There is both an urgent need and a growing opportunity for funders to strengthen the resilience of their partners, including those that focus on human rights. An increased focus on local constituency-building (including creating a local funding base) is one part of this. In turn, this may also help such organisations to position themselves more strategically within larger local civil society eco-systems in ways that both sustain their larger purpose but are relevant to wider publics. Sure, embarking on a shift from external to local resources takes time. Although strategies, tools and tactics can be learnt, there are often fundamental – even existential – questions that individual organisations need to explore and mindsets that need to shift. But the potential returns are enormous if the right combination of public confidence can be created and mechanisms put in place through which people can give.

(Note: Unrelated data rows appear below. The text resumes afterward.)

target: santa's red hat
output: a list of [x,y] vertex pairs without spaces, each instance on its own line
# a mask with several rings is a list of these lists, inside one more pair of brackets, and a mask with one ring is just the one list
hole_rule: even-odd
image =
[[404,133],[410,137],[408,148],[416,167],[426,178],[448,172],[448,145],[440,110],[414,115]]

Typically, the task of fundraising is the work of individual grantwriters or departments, while the programme staff get on with “the work” of the organisation. This split between “money in” (fundraising) and “money out” (programmes) creates the idea that if the money can be raised, the work can be done. Clearly, in the area of human rights, it is much more than complex than that and often the key problem is that, until something happens to them directly that shifts their thinking, “ordinary” people do not regard human rights as “their problem,” or else they do not associate frustrations they may experience around bureaucracy, corruption, low public trust, weak institutions etc. as one point on a spectrum where, further along, rights violation are also happening. Building constituencies or a support base for rights work, reaching hearts and minds, unlocking and harnessing different kinds of assets (which may indeed include money) are all central ideas that need to be internalised throughout an organisation (management and board) as a central part of this work.

Hard work yes, but essential. The alternative, which is to suggest that human rights work will always be funded from outside, that local people will never embrace the values of justice and fairness, is surely not an option?